Floss or Die? This was an expression first coined in 1997 by Dr. Raul Garcia during a conference on periodontal diseases and human health at the University of North Carolina.1 Perhaps we should now extend this to Brush and Floss or Die? based on the interesting findings reported recently in the British Medical Journal,2 and subsequently commented on in Nature Reviews in Cardiology.3 It appears that poor oral hygiene is associated with a significant increased risk of an adverse cardiovascular event (HR 1.7 CI 1.3-2.3).
This study was based on an assessment of the self-reported oral hygiene practices of 11,869 individuals and their cardiovascular events over an average of 8.1 years. In addition, C-reactive protein (CRP) and fibrinogen serum concentrations were measured and found to be elevated in those individuals who rarely or never brushed their teeth. While self-reporting of behaviors and conditions is not always considered reliable, the authors point out that self-reported oral hygiene practices have been associated with clinically confirmed periodontal disease.4 With a study cohort who admits to poor oral hygiene, one cannot help but wonder about the general health beliefs of these individuals and their compliance with general medical advice regarding smoking, hypertension, obesity, and diabetes, all of which are known risk factors for adverse cardiovascular events. Interestingly, even after adjusting for these confounders, poor oral hygiene remained an increased risk factor for a cardiovascular event.
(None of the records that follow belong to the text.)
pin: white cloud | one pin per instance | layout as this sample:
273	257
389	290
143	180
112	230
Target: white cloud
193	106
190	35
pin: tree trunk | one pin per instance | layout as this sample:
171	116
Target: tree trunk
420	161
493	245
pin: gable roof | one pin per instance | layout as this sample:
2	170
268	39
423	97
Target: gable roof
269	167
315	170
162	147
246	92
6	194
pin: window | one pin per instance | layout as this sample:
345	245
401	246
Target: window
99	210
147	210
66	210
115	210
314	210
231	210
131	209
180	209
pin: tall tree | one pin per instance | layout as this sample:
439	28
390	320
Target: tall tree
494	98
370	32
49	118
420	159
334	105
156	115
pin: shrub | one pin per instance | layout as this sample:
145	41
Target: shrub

There are two possibilities as to how poor oral hygiene could lead to increased risk of adverse cardiovascular events. On the one hand, it may be as simple as increased bacterial load leading to increased bacteremia, which could explain the presence of periodontal bacteria being identified in atheromas. The presence of periodontal bacteria in the blood stream has been proposed to provide the necessary inflammatory stimulus for atheroma formation. Interestingly, it has been calculated that if poor oral hygiene is present in a one-month period, the relative exposure of bacteremia is 5,376 minutes.5 Within this model, the contributions from random bacteremia, chewing, and brushing are 88%, 9%, and 2%, respectively. Hence, in the presence of poor oral hygiene, tooth brushing contributes very little to the exposure of bacteremia, while random bacteremia and chewing account for 98% of the exposure. Thus, it is not surprising that poor oral hygiene (as measured by a lack of tooth brushing) accounts for a significantly increased risk of cardiovascular disease.
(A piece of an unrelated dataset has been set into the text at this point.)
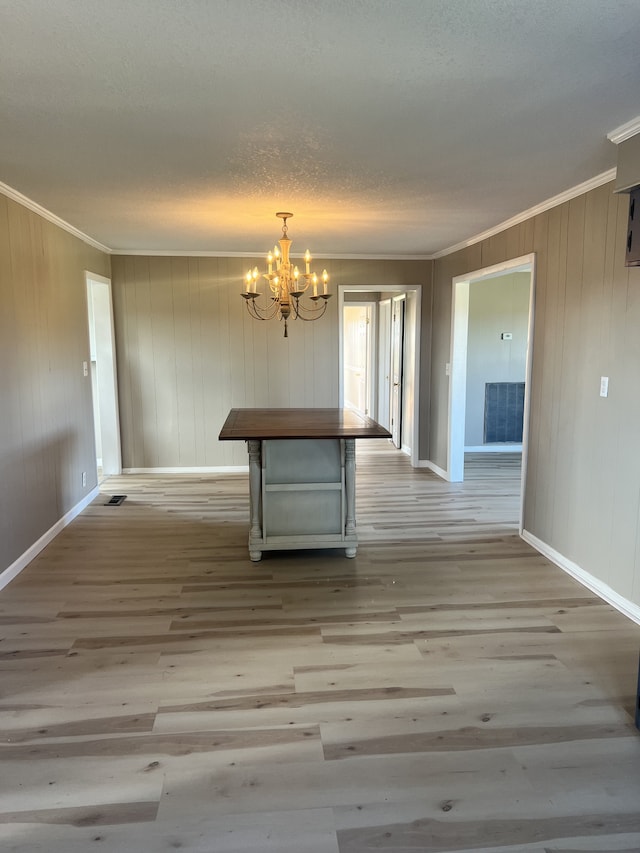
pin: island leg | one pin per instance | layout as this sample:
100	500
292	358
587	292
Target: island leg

On the other hand, the interaction of poor oral hygiene and adverse cardiovascular events could be related to the well-documented relationship between inflammation and cardiovascular disease. In this concept, inflamed gingival tissues (either gingivitis or periodontitis) associated with poor oral hygiene can act as a reservoir for the cytokines and inflammatory mediators which can enter the bloodstream, add to the systemic inflammatory burden, and may participate in the development of atherosclerotic lesions. In this context, the findings of the de Oliveira et al. study,2 which show that individuals who had poor oral hygiene (as reported by rarely or never brushing their teeth) had elevated serum levels of CRP and fibrinogen, are interesting. These findings lend credence to the concept that there is a significantly increased inflammatory burden in individuals with periodontal disease (gingivitis or periodontitis).
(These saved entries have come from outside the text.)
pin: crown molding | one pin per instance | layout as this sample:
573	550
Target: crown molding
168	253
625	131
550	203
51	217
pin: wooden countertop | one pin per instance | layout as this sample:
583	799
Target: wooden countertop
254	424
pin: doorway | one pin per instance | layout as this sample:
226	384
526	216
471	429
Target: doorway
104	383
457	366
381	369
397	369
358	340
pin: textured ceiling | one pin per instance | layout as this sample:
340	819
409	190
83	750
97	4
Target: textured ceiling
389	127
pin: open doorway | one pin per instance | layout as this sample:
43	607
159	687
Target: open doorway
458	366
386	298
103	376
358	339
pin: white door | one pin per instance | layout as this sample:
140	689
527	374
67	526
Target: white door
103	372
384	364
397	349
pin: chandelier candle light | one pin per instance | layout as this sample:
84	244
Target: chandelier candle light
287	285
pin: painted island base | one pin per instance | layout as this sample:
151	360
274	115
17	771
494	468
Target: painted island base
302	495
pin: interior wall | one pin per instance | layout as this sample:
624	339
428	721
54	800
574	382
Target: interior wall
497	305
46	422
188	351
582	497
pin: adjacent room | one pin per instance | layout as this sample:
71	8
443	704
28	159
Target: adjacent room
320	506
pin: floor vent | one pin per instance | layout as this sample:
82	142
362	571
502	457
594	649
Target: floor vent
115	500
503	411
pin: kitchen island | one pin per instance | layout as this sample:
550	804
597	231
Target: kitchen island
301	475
Of course, it may be that the relationship between poor oral hygiene and adverse cardiovascular outcomes exists because of a combination of both bacteremia and local periodontal inflammation. To determine this further, molecular epidemiological and intervention studies are required. Whatever mechanisms are behind these emerging data, which demonstrate a strong (causal?) relationship between periodontal infection, inflammation, and cardiovascular disease, we can be certain that prevention (i.e., before periodontitis develops) is the best form of management. Utilizing such an approach, we will do no harm to our patients by extolling the virtues of efficient oral hygiene practices which will significantly minimize the bacterial load and inflammatory burden arising from the periodontal tissues. Of course, it must be said that should deep pockets be present (i.e., established periodontitis), then no amount of oral hygiene is likely to significantly reduce the infective and inflammatory burden, and interceptive periodontal treatment with on-going supportive periodontal therapy will be required.OC
1. Bader HI. Floss or die: implications for dental professionals. Dent Today 1998;17(7):76-82.
2. de Oliveira C, Watt R, Hamer M. Toothbrushing, inflammation, and risk of cardiovascular disease: results from Scottish Health Survey. BMJ 2010;340:c2451.
3. Genco RJ, Van Dyke TE. Reducing the risk of CVD in patients with periodontitis. Nat Rev Cardiol 2010;7(Sept):1-2.
4. Miller K, Eke PI, Schoua-Glusberg A. Cognitive evaluation of self-report questions for surveillance of periodontitis. J Periodontol 2007;78(7 Suppl):1455-1462.
5. Guntheroth WG. How important are dental procedures as a cause of infective endocarditis? Am J Cardiol 1984;54(7):797-801.